En el caso concreto de los productos elaborados, dicha pérdida de peso específico del porcino en la estructura general del consumo de productos cárnicos en España se produce en un contexto general de expansión del consumo de carnes transformadas (que, como se indicó antes, se habría incrementado en un 11,0% entre 2007 y 2018); sin embargo, en igual periodo, el consumo de elaborados derivados del cerdo de capa blanca (sin incluir ibérico ni aves) habría retrocedido un 2,91%

En muchas de las más importantes o más “tradicionales” líneas de productos elaborados derivados del cerdo blanco se observan retrocesos en los consumos de dichos productos, entre 2007 y 2018, aunque en algunas otras líneas se aprecian significativos crecimientos del consumo; indicando todo ello una evidente tendencia a la trasformación de la estructura global del consumo de elaborados.
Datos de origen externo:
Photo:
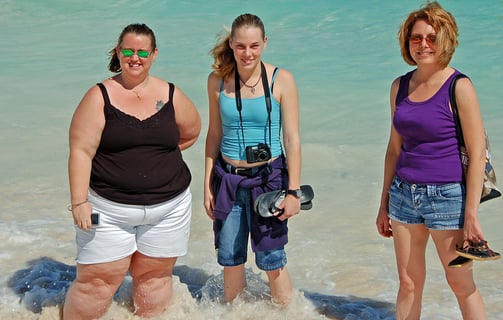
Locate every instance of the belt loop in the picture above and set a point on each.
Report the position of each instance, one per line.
(432, 190)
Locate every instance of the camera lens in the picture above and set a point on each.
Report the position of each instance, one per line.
(262, 156)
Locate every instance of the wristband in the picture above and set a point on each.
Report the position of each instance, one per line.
(73, 206)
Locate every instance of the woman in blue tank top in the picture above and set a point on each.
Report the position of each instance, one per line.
(424, 193)
(251, 104)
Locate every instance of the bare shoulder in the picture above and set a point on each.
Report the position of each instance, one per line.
(214, 82)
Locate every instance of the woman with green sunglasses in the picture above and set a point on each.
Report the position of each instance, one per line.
(129, 185)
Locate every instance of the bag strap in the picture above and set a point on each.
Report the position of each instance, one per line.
(454, 106)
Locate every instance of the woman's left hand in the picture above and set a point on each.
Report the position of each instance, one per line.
(289, 207)
(472, 230)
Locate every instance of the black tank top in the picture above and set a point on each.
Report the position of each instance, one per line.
(138, 161)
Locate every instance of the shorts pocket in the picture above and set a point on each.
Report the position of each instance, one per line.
(454, 191)
(395, 194)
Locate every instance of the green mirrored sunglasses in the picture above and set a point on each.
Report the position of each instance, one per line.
(130, 52)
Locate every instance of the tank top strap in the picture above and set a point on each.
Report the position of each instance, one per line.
(274, 74)
(104, 93)
(403, 87)
(171, 91)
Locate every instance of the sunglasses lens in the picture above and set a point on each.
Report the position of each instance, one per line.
(127, 52)
(143, 54)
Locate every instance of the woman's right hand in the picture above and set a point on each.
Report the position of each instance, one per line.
(82, 216)
(383, 223)
(209, 204)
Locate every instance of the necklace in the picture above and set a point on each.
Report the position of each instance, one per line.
(137, 92)
(252, 88)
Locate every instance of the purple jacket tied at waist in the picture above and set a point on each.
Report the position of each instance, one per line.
(266, 233)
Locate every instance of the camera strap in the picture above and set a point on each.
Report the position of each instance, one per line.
(267, 95)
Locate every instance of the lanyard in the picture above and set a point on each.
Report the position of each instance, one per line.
(267, 95)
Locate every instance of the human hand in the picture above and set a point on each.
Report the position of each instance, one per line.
(289, 207)
(383, 223)
(209, 205)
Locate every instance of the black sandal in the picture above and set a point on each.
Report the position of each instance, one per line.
(477, 251)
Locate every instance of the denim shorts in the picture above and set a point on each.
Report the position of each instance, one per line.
(438, 207)
(233, 240)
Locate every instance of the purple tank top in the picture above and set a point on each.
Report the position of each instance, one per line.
(430, 153)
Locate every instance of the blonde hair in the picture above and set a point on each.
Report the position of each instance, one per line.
(444, 24)
(223, 56)
(136, 28)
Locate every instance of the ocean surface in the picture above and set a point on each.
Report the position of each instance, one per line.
(344, 55)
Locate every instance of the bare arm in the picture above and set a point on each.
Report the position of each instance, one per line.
(289, 101)
(85, 133)
(473, 133)
(392, 153)
(213, 141)
(187, 119)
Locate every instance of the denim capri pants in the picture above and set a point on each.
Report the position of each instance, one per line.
(233, 240)
(438, 207)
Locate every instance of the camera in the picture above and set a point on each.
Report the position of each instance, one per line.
(258, 153)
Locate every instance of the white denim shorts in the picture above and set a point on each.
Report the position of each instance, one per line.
(160, 231)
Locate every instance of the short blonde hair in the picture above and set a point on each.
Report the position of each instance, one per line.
(444, 24)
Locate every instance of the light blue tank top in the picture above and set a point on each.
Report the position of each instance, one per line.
(255, 125)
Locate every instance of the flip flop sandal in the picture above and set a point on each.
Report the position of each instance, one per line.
(477, 251)
(267, 203)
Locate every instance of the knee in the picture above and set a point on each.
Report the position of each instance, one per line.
(462, 286)
(410, 283)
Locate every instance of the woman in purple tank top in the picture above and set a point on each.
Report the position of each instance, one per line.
(424, 194)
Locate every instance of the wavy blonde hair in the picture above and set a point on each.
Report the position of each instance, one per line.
(444, 24)
(223, 56)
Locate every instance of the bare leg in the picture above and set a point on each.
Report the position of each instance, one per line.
(410, 244)
(460, 279)
(234, 281)
(281, 285)
(92, 292)
(152, 284)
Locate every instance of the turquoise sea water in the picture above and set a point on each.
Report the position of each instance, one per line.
(344, 55)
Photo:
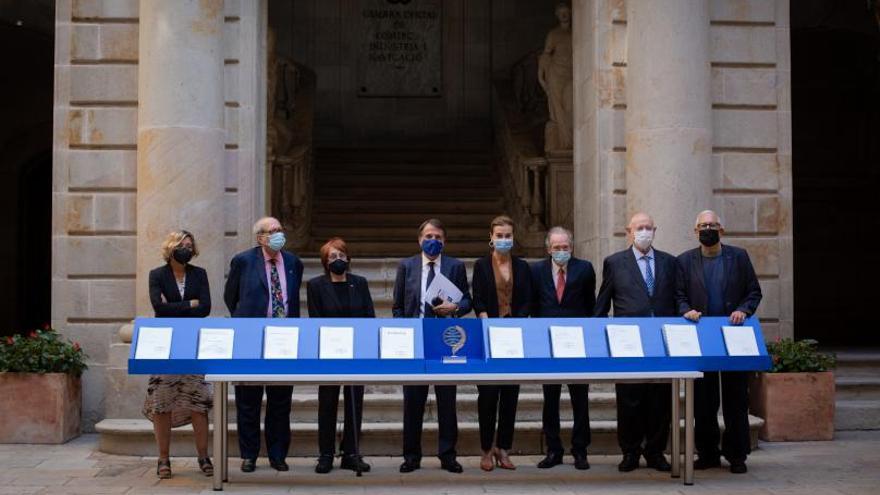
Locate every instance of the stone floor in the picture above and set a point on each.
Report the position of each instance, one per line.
(848, 465)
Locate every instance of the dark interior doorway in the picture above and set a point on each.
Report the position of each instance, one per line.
(836, 169)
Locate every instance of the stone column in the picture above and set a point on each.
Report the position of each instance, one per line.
(180, 136)
(669, 116)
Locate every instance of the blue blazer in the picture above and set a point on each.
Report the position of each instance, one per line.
(247, 290)
(624, 286)
(579, 298)
(741, 288)
(408, 285)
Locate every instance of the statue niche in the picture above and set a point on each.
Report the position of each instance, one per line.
(290, 91)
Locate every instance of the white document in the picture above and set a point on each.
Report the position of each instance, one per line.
(443, 288)
(682, 340)
(153, 343)
(624, 341)
(567, 342)
(336, 343)
(740, 341)
(396, 343)
(280, 342)
(216, 343)
(506, 342)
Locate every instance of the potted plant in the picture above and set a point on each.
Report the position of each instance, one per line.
(796, 397)
(40, 388)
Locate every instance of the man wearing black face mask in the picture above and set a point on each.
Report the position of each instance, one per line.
(718, 280)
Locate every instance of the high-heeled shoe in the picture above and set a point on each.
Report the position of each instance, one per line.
(502, 460)
(486, 463)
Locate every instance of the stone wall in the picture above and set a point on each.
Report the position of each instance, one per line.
(751, 154)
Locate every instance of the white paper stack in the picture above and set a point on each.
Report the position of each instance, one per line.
(682, 340)
(624, 341)
(567, 342)
(216, 343)
(280, 342)
(336, 343)
(153, 343)
(396, 343)
(506, 342)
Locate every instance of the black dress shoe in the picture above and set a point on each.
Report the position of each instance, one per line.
(279, 465)
(451, 465)
(738, 467)
(707, 463)
(629, 463)
(658, 462)
(410, 466)
(552, 459)
(325, 464)
(248, 465)
(355, 463)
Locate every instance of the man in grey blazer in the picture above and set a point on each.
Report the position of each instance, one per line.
(640, 281)
(414, 276)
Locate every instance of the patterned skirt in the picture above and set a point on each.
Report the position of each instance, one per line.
(180, 395)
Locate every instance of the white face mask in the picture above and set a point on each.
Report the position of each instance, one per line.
(643, 239)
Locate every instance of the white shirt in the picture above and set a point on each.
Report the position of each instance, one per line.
(425, 270)
(643, 264)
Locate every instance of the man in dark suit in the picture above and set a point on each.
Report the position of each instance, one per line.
(264, 282)
(640, 281)
(718, 280)
(414, 276)
(564, 286)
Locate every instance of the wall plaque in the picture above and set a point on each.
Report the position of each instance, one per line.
(401, 48)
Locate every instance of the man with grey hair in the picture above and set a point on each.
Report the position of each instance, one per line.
(640, 281)
(718, 280)
(264, 282)
(564, 287)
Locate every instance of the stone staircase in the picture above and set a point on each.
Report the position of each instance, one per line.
(126, 432)
(376, 199)
(857, 382)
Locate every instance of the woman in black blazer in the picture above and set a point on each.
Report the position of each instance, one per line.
(339, 294)
(502, 289)
(179, 290)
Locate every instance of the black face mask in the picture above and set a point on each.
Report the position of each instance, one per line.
(709, 237)
(338, 267)
(182, 255)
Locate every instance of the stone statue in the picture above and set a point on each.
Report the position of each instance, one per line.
(555, 76)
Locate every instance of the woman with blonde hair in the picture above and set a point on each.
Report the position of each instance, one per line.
(179, 290)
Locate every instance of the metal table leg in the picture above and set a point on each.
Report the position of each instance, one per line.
(219, 433)
(676, 428)
(689, 431)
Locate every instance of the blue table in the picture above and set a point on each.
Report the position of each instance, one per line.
(247, 365)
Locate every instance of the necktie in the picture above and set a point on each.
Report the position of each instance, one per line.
(429, 312)
(560, 286)
(649, 275)
(277, 295)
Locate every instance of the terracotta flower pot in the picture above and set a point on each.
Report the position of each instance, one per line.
(795, 406)
(37, 408)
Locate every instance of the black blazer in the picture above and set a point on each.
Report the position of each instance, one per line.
(485, 292)
(579, 297)
(408, 285)
(247, 290)
(163, 283)
(323, 302)
(624, 286)
(741, 288)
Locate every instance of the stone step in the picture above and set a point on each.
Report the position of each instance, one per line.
(384, 407)
(135, 437)
(857, 387)
(853, 414)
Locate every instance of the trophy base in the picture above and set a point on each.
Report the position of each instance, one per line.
(454, 360)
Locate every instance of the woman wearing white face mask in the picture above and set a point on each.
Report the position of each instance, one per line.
(502, 289)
Un factor importante en la evolución del consumo de carnes y elaborados del porcino en España ha sido la trasformación de las estructuras de distribución minorista; y muy especialmente la continuada reducción de las ventas a través de tiendas especializadas o tradicionales, en favor de la distribución organizada que en 2018 ya controlaba más del 65% de la distribución de carnes de porcino y más del 77% de la distribución de elaborados del porcino. La incorporación de nuevos formatos de distribución representa un importante reto/incertidumbre con indudable impacto en la estructura de consumo.
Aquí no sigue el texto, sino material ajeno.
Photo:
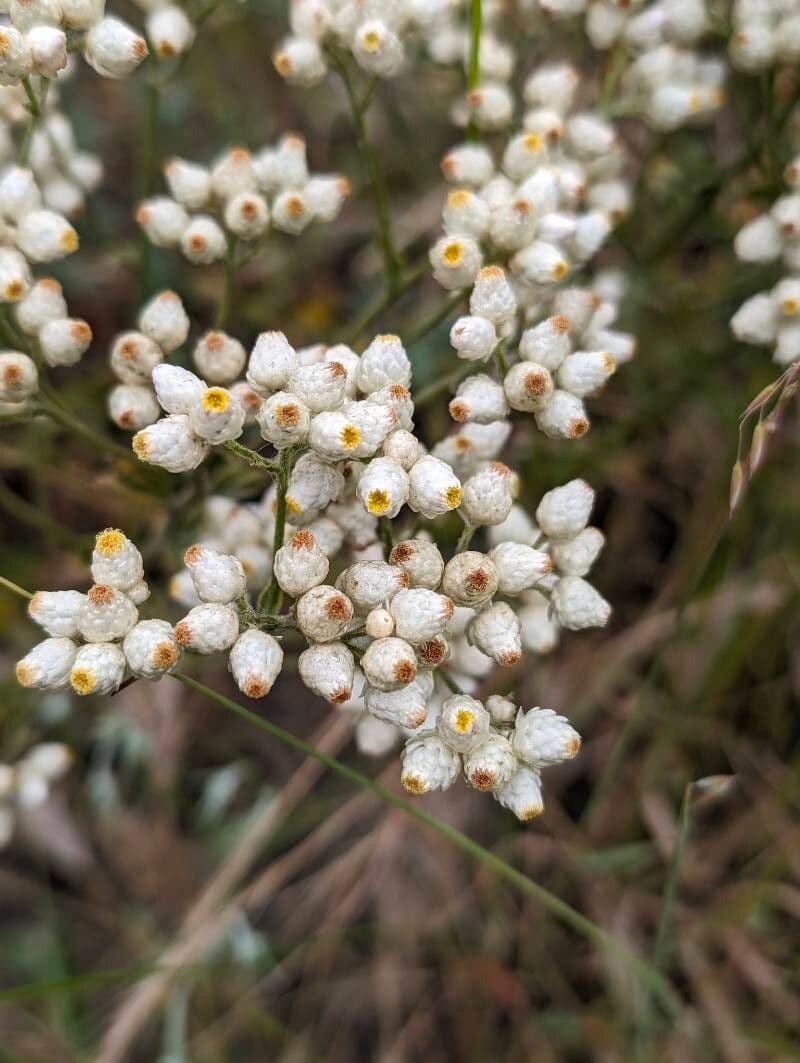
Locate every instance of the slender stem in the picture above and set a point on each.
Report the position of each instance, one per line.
(272, 595)
(392, 262)
(15, 587)
(473, 71)
(555, 905)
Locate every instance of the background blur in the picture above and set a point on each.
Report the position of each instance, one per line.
(354, 933)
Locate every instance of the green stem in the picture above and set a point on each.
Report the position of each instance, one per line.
(271, 596)
(392, 262)
(555, 905)
(473, 70)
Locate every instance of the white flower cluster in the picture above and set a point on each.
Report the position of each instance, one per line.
(375, 32)
(35, 40)
(27, 783)
(772, 318)
(95, 637)
(238, 198)
(500, 749)
(764, 33)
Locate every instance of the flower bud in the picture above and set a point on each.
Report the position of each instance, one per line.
(98, 669)
(47, 667)
(255, 662)
(328, 670)
(470, 578)
(151, 650)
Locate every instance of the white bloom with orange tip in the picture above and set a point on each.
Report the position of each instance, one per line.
(116, 560)
(203, 241)
(105, 614)
(495, 630)
(171, 444)
(428, 764)
(433, 488)
(564, 511)
(328, 670)
(165, 321)
(421, 560)
(44, 302)
(255, 662)
(542, 737)
(217, 577)
(44, 236)
(64, 341)
(479, 399)
(474, 338)
(522, 794)
(208, 628)
(456, 260)
(383, 488)
(272, 361)
(518, 567)
(323, 613)
(48, 664)
(19, 377)
(218, 416)
(491, 764)
(463, 723)
(470, 578)
(488, 494)
(284, 420)
(163, 220)
(389, 663)
(420, 613)
(151, 650)
(300, 564)
(113, 49)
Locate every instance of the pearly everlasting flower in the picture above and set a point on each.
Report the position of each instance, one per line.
(255, 662)
(428, 764)
(470, 578)
(487, 495)
(463, 724)
(208, 628)
(433, 488)
(217, 577)
(323, 613)
(389, 663)
(491, 764)
(421, 561)
(496, 631)
(420, 613)
(98, 669)
(151, 650)
(47, 667)
(300, 564)
(328, 670)
(541, 738)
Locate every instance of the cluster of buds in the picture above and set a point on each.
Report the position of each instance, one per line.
(94, 638)
(27, 783)
(763, 34)
(499, 748)
(772, 318)
(35, 40)
(373, 31)
(238, 198)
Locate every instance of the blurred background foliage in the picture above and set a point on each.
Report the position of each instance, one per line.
(354, 933)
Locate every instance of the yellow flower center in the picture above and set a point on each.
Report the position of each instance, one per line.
(82, 680)
(350, 437)
(216, 400)
(377, 502)
(109, 542)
España es uno de los mayores consumidores de porcino de la UE-28, en la que en 2017 se registró un “Consumo per Cápita” promedio de 41,2 kgs./hab./año.
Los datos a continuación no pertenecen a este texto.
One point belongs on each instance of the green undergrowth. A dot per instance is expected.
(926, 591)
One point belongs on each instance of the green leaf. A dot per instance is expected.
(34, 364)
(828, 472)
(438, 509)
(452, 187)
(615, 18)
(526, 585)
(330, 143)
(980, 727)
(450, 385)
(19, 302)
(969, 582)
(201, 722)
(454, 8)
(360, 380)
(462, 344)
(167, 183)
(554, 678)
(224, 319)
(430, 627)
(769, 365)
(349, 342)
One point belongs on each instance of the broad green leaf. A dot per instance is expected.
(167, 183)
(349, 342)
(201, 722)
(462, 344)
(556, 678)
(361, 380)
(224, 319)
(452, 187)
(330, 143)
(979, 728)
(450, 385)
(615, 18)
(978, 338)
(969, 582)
El preocupante comportamiento del consumo de carnes y elaborados derivados del porcino de capa blanca en el mercado interior representa, en los momentos actuales, una de las grandes incertidumbres y preocupaciones a las que se enfrenta el sector; de forma que en opinión de muchos operadores sectoriales, condiciona inexorablemente la futura sostenibilidad del mismo. Por ello es de enorme importancia conocer y analizar, en todas sus vertientes y manifestaciones, dicho comportamiento y su tendencia, con vistas a identificar las necesidades de nuevas estrategias sectoriales en las áreas de producción, transformación, comercialización y exportación.